Summary: [BLOCKED] vdsm: [Scalability] when performing several storage related tasks, creation of live snapshots takes over 5 minutes in vdsm and dies in engine because of timeout
Product: [oVirt] vdsm Reporter: Dafna Ron <dron>
Component: GeneralAssignee: Liron Aravot <laravot>
Status: CLOSED EOL QA Contact: Eldad Marciano <emarcian>
Severity: high Docs Contact:
Priority: high    
Version: ---CC: acanan, amureini, bazulay, bsettle, bugs, dron, fsimonce, gklein, lpeer, mgoldboi, rbalakri, sbonazzo, scohen, yeylon
Target Milestone: ---   
Target Release: ---   
Hardware: x86_64   
OS: Linux   
Whiteboard: storage
Fixed In Version: Doc Type: Bug Fix
Doc Text:
Story Points: ---
Clone Of: Environment:
Last Closed: 2015-10-02 11:02:13 UTC Type: Bug
Regression: --- Mount Type: ---
Documentation: --- CRM:
Verified Versions: Category: ---
oVirt Team: Docs RHEL 7.3 requirements from Atomic Host:
Cloudforms Team: --- Target Upstream Version:
Embargoed:
Bug Depends On: 1080372, 1185830    
Bug Blocks: 882647    
Attachments:
Description Flags
logs none

Description Dafna Ron 2012-11-21 13:25:32 UTC
Created attachment 649220 [details]
logs

Description of problem:

I ran 20 live snapshot + 2 deleteImage with wipe after delete and we are getting a broken pipe error. 

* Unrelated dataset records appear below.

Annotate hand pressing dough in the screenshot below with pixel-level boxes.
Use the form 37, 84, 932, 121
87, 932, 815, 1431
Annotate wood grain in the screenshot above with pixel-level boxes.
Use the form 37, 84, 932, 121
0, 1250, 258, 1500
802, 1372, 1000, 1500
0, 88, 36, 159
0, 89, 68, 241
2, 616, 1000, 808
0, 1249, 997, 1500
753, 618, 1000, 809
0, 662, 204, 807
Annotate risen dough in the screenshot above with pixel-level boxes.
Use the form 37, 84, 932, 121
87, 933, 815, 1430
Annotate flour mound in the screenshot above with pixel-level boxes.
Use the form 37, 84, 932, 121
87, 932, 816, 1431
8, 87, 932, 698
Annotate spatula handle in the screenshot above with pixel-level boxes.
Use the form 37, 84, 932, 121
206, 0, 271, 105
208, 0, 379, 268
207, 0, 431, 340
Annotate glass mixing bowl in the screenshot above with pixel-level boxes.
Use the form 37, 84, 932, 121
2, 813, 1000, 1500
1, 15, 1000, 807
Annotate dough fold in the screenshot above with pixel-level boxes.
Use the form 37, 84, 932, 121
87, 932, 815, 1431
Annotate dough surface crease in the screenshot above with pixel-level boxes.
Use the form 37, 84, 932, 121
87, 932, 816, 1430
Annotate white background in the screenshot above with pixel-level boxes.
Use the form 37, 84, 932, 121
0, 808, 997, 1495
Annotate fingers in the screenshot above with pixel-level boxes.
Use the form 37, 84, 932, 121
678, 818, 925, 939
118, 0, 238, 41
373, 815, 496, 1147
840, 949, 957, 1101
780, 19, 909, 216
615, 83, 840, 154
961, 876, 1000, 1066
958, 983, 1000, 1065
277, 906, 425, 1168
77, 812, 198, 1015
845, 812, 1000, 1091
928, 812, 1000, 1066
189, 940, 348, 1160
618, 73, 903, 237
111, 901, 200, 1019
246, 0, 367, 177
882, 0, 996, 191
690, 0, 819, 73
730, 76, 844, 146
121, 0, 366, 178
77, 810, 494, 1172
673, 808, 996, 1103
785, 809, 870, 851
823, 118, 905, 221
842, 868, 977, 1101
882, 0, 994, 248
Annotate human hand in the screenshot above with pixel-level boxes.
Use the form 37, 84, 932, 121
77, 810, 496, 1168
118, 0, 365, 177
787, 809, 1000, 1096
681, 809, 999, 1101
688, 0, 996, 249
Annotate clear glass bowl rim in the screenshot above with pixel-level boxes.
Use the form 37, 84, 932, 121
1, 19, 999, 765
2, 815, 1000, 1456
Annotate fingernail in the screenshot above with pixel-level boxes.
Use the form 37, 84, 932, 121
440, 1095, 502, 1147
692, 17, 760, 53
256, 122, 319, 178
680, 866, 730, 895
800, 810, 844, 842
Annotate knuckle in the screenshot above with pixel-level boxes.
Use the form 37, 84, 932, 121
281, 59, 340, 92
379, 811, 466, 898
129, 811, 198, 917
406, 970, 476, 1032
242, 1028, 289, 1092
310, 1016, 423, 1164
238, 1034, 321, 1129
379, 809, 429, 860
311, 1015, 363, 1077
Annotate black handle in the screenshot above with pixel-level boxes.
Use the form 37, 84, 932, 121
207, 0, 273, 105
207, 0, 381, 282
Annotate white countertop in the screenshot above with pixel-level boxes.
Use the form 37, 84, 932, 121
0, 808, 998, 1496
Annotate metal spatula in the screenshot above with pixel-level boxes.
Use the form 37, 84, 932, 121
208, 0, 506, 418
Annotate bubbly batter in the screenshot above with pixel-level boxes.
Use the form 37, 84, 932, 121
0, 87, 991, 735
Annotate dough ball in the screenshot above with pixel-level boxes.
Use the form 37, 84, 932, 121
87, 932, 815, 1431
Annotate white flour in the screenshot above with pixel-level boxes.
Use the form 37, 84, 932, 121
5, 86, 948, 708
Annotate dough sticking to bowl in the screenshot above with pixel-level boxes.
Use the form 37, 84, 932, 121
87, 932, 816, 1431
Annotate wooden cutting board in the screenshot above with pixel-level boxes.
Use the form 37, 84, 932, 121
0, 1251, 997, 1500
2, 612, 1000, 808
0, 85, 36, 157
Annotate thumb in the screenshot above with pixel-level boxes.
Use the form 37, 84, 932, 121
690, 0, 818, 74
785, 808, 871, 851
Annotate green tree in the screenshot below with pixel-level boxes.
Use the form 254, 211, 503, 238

Version-Release number of selected component (if applicable):

vdsm-4.9.6-44.0.el6_3.x86_64
libvirt-0.9.10-21.el6_3.6.x86_64

How reproducible:

100%

Steps to Reproduce:
1. create 20 thin provision vms and run them (make sure they are writing)
2. remove 20GB and a 10GB preallocated disks with wipe after delete 
3. create live snapshots for each of the vms 
  
Actual results:

some of the snapshots fail to be created because vdsm takes more than 5 minutes to create the snapshot and engine gets timeout for the tasks. 

Expected results:

user should be able t run multiple actions without timeout 
PLEASE NOTE: although we get a failure in the create snapshot UI is showing the snapshot as created. this might cause problem for user in chain. 

Additional info:logs

Comment 2 Allon Mureinik 2013-02-13 10:18:58 UTC
Trying to understand the threshold that kills the snapshot.
If we do not perform the deletes and wipe-after-delete, will the snapshot still fail?

Comment 3 Allon Mureinik 2013-02-13 10:19:24 UTC
Danfa, see question in comment #2.

Comment 4 Dafna Ron 2013-02-13 15:36:13 UTC
(In reply to comment #2)
> Trying to understand the threshold that kills the snapshot.
> If we do not perform the deletes and wipe-after-delete, will the snapshot
> still fail?

it might, but not with timeout error.
the problem is that wipe after delete takes a long time. 
since we have a queue for tasks, and if we have a long running task, other tasks that are started will get timeout.

Comment 8 Allon Mureinik 2014-06-24 09:08:06 UTC
Should be re-evaluated after the flow is changed in bug 1080372.

Comment 9 Sandro Bonazzola 2015-09-04 09:00:28 UTC
This is an automated message.
This Bugzilla report has been opened on a version which is not maintained anymore.
Please check if this bug is still relevant in oVirt 3.5.4.
If it's not relevant anymore, please close it (you may use EOL or CURRENT RELEASE resolution)
If it's an RFE please update the version to 4.0 if still relevant.

Comment 10 Sandro Bonazzola 2015-10-02 11:02:13 UTC
This is an automated message.
This Bugzilla report has been opened on a version which is not maintained
anymore.
Please check if this bug is still relevant in oVirt 3.5.4 and reopen if still
an issue.